Sleep disorders develop gradually and are caused by many factors, including age, underlying medical conditions, environment, certain medications, work shift, diet, lifestyle and even genetics. The restless legs syndrome, for instance, has been found to run in some families and is linked to a single pair of genes. However, this theory is inconclusive as there have also been studies linking the condition to iron deficiency.
Jet lag, poor sleep hygiene, substance abuse and chronic pain due to gastroesophageal reflux disease, migraines and arthritis, among others, are also believed to be major contributors for sleep-related problems.
Kidney infections, which force you to get up multiple times a night to urinate, can also damage sleep cycles. Apart from physical health problems, being under too much stress or anxiety also affects the quality of sleep.

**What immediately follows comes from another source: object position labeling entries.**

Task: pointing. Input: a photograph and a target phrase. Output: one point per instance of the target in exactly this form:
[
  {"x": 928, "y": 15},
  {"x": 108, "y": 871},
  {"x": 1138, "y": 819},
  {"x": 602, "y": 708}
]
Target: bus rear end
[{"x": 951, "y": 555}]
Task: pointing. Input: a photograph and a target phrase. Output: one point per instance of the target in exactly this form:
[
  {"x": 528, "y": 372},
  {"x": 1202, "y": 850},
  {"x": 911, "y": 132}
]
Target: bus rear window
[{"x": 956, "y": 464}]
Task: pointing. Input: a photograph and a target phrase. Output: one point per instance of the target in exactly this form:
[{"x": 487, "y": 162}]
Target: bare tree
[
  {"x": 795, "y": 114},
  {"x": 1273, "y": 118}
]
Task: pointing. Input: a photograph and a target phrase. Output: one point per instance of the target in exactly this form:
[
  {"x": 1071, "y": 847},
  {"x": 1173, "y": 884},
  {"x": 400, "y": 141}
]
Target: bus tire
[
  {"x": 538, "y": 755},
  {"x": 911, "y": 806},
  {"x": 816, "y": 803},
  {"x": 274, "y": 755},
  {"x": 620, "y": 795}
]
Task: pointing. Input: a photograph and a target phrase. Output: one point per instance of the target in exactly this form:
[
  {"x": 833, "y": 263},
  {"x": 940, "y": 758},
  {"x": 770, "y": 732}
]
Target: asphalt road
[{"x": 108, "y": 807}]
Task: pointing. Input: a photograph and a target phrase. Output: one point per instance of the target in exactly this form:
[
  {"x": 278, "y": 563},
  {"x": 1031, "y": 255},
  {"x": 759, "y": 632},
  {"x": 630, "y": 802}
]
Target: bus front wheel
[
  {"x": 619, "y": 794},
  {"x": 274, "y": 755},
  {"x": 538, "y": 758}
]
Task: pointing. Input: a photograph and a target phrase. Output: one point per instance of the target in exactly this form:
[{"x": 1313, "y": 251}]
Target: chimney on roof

If a warm bath doesn't help you fall asleep tonight, it's high time you consulted a sleep specialist to find out if you're suffering from any form of sleep disorder so that you can get the most effective treatment. Conventional treatments for sleep-related conditions include melatonin supplements, tricyclic antidepressants and wakefulness-promoting medications among others.
As synthetic drugs come with many side effects like headaches, nausea, dizziness, constipation and drowsiness, to name a few, you may want to discuss with your doctor some natural therapies for sleep disorders that can counteract the unpleasant effects of traditional medicine.